The scheme. Danhach and others recruited “boosters”—individuals who lifted the merchandise from pharmacies and retailers—from among undocumented Mexican, Central, and South American aliens in the United States. Booster crews traveled around Texas and other states and hit various businesses, often in cars rented by Danhach or his associates. For their efforts, they’d receive a small percentage of the actual value of the stolen property, always in cash so there’d be no paper trail.

The boosters then shipped the merchandise back to Danhach’s Houston warehouse using phony accounts with bogus business names, e-mail addresses, and credit cards set up by Danhach and others. These shipping companies were also victimized—they rarely, if ever, got paid.

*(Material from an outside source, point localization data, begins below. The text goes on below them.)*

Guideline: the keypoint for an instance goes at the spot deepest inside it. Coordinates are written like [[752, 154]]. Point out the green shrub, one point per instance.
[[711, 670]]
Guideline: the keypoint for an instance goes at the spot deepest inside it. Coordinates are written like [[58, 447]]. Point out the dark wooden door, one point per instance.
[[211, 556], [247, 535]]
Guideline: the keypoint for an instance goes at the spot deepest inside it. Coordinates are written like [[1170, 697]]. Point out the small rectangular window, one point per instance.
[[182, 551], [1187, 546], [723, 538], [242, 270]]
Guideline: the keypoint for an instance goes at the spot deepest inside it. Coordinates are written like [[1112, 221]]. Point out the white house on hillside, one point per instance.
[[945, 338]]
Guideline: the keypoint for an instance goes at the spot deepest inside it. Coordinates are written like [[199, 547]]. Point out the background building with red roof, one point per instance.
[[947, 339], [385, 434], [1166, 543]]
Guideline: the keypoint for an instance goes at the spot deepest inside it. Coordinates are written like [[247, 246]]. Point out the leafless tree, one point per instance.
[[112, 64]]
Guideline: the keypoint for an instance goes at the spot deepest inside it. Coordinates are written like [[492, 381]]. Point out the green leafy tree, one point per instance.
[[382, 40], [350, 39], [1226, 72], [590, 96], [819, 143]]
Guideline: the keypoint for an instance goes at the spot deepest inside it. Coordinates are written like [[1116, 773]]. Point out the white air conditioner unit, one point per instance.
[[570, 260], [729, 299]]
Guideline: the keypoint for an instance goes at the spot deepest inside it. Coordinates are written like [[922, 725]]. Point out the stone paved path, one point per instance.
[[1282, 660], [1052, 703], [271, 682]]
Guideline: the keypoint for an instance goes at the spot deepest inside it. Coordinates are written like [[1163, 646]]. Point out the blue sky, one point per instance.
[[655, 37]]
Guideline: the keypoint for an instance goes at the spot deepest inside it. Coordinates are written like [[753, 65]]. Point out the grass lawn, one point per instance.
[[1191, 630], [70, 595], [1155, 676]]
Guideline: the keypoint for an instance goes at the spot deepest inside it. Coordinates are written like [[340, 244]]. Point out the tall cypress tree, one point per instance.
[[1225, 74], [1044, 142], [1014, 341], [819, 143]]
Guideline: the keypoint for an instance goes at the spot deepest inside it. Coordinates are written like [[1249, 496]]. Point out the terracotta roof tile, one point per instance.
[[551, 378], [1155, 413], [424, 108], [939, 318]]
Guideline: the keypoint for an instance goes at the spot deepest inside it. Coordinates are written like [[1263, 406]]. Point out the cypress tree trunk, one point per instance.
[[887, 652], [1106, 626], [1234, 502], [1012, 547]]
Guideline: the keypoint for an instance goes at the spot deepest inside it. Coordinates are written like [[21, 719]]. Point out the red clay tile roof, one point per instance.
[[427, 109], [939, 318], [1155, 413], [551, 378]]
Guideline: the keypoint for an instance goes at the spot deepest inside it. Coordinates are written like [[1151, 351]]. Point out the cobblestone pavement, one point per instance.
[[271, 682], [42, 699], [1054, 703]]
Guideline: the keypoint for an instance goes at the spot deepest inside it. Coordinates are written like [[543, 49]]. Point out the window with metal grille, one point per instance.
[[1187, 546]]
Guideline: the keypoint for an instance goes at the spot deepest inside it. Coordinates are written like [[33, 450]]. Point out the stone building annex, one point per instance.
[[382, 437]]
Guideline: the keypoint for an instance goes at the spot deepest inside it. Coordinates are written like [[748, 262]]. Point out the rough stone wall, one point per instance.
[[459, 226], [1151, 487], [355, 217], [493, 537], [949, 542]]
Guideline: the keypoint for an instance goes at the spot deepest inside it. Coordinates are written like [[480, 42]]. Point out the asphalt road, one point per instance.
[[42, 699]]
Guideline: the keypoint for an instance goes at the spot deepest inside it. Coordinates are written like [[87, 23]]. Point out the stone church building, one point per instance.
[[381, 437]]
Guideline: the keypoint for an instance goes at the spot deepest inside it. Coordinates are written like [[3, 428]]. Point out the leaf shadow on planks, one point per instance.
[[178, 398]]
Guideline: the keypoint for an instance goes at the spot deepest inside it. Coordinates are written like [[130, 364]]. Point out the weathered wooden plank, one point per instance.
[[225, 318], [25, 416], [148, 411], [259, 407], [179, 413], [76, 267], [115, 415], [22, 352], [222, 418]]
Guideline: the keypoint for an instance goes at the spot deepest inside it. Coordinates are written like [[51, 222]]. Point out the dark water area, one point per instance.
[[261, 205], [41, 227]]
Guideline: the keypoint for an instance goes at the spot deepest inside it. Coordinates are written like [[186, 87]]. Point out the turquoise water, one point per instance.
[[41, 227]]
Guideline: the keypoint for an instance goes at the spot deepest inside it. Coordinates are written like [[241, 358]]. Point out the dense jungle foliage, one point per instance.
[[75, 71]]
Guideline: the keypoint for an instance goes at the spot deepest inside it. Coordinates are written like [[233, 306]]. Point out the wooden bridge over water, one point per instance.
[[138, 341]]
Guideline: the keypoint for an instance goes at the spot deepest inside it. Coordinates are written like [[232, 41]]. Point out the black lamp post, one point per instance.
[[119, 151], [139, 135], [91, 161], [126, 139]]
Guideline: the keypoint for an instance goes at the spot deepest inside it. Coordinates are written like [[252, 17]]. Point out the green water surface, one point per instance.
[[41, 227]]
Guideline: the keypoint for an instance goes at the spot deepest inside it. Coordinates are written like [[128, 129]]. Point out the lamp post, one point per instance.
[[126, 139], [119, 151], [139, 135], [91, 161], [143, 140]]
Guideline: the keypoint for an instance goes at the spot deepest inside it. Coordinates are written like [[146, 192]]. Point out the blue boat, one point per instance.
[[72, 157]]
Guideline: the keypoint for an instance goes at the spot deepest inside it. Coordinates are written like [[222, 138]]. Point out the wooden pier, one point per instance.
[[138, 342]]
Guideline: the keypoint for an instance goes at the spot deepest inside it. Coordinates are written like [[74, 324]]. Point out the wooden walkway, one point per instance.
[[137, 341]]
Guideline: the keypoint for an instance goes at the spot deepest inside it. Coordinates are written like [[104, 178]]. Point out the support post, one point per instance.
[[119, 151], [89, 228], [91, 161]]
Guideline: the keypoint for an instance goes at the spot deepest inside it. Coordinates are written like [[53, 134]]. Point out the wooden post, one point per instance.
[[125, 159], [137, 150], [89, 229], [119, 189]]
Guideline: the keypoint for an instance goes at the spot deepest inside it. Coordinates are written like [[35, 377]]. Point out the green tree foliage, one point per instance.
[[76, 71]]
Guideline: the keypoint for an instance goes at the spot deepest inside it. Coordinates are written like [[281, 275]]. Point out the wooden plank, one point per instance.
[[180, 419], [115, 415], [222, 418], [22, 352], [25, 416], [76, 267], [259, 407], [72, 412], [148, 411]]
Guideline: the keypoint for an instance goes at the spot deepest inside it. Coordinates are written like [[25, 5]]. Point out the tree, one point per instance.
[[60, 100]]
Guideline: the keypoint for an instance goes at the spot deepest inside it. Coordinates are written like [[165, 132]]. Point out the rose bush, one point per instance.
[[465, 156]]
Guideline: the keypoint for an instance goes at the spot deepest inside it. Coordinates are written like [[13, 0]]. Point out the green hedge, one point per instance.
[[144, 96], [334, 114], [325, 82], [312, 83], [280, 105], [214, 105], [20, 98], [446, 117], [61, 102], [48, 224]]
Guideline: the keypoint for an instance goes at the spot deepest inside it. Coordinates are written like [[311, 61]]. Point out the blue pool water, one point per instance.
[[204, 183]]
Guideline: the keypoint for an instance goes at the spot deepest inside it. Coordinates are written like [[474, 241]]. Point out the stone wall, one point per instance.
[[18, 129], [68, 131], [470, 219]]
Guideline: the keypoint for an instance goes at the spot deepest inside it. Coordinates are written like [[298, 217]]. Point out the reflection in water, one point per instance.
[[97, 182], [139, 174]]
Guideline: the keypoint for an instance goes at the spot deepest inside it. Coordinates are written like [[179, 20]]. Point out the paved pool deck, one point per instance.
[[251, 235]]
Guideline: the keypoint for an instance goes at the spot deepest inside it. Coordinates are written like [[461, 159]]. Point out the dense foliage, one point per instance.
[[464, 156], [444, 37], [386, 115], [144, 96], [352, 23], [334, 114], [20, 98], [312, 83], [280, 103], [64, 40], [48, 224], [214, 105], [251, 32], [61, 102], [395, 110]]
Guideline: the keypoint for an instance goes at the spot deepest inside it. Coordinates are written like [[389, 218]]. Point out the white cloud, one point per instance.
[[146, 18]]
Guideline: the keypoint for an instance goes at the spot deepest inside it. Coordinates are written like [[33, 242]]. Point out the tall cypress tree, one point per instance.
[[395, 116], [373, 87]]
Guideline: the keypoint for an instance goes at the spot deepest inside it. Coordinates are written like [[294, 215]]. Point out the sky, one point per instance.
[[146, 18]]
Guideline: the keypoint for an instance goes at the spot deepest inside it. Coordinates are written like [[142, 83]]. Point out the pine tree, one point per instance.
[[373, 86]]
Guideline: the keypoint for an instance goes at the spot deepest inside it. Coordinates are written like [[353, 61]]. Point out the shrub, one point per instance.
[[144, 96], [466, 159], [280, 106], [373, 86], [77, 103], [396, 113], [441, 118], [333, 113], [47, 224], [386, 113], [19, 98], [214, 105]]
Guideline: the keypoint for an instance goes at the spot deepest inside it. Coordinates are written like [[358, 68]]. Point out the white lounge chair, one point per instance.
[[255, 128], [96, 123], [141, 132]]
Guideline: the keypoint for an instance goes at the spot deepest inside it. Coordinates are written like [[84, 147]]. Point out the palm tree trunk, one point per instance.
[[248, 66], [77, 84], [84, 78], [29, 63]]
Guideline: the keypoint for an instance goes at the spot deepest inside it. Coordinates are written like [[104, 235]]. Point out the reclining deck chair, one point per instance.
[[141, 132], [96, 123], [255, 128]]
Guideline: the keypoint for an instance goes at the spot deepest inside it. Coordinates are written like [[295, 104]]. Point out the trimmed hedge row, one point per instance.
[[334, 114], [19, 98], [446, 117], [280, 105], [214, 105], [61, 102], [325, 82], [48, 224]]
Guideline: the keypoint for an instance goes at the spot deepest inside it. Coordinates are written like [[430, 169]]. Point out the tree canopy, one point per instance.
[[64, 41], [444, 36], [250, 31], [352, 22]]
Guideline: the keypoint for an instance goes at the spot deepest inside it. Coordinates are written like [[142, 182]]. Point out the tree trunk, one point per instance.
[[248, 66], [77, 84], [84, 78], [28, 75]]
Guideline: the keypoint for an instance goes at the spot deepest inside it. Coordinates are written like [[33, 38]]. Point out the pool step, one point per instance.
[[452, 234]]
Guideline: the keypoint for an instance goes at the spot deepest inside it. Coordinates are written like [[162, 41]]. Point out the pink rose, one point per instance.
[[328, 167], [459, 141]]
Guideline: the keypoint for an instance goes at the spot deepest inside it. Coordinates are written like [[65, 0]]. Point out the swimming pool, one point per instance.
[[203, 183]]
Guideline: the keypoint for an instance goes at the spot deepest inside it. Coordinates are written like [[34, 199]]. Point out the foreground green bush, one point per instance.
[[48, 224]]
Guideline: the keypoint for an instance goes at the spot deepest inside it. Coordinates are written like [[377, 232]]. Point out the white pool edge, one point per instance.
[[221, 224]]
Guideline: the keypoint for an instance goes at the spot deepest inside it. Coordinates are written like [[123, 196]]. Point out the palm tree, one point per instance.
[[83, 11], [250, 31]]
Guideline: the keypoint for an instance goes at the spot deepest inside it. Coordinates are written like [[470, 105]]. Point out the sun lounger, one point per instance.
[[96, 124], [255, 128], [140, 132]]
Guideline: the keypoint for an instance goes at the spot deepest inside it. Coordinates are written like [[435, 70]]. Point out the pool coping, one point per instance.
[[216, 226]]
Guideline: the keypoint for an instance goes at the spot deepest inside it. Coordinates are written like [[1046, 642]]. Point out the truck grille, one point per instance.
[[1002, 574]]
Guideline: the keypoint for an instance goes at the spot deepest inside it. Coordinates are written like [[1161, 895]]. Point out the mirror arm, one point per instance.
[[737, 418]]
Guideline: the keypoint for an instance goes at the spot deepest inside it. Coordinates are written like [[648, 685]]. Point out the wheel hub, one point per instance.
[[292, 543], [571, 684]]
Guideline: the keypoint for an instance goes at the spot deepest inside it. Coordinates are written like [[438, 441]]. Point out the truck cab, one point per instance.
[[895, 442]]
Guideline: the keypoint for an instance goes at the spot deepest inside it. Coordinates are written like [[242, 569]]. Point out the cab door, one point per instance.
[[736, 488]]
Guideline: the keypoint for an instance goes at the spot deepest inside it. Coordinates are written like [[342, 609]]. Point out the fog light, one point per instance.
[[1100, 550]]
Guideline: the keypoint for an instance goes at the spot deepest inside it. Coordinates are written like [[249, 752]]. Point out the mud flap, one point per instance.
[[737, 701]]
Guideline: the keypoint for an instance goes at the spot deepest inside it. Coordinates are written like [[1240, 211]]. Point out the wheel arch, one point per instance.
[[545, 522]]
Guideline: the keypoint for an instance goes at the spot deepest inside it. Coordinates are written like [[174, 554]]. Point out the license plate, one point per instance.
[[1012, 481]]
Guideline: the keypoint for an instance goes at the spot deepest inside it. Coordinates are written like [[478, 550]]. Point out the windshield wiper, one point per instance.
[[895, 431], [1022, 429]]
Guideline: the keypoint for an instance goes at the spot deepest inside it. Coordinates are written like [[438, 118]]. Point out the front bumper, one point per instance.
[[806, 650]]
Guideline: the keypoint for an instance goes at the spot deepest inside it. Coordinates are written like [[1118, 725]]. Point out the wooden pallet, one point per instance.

The boosters shipped the stolen goods in case they were ever pulled over by law enforcement during routine traffic stops while they were driving back to Texas (that happened once, and Danhach wanted to make sure it never happened again).

Once the stolen merchandise was in Danhach’s possession, he would have his people remove anti-theft devices and store stickers, and then he would once again—using phony business accounts—ship the goods to various wholesalers, who would put the stolen goods back into circulation.

In March 2012, a search warrant for Danhach’s Houston warehouse turned up many interesting items: among them, more than $300,000 worth of stolen over-the-counter medications, shampoos, and baby formula, along with financial ledgers showing that from August 2011 to January 2012 alone, Danhach paid $1.8 million for stolen merchandise and sold it for $2.8 million for a net profit of $1 million.

Industry experts say organized retail crimes like this cost the U.S. about $30 billion a year. While that estimate includes other crimes like credit card fraud, gift card fraud, and price tag switching, the FBI generally focuses on the most significant retail theft cases involving the interstate transportation of stolen property.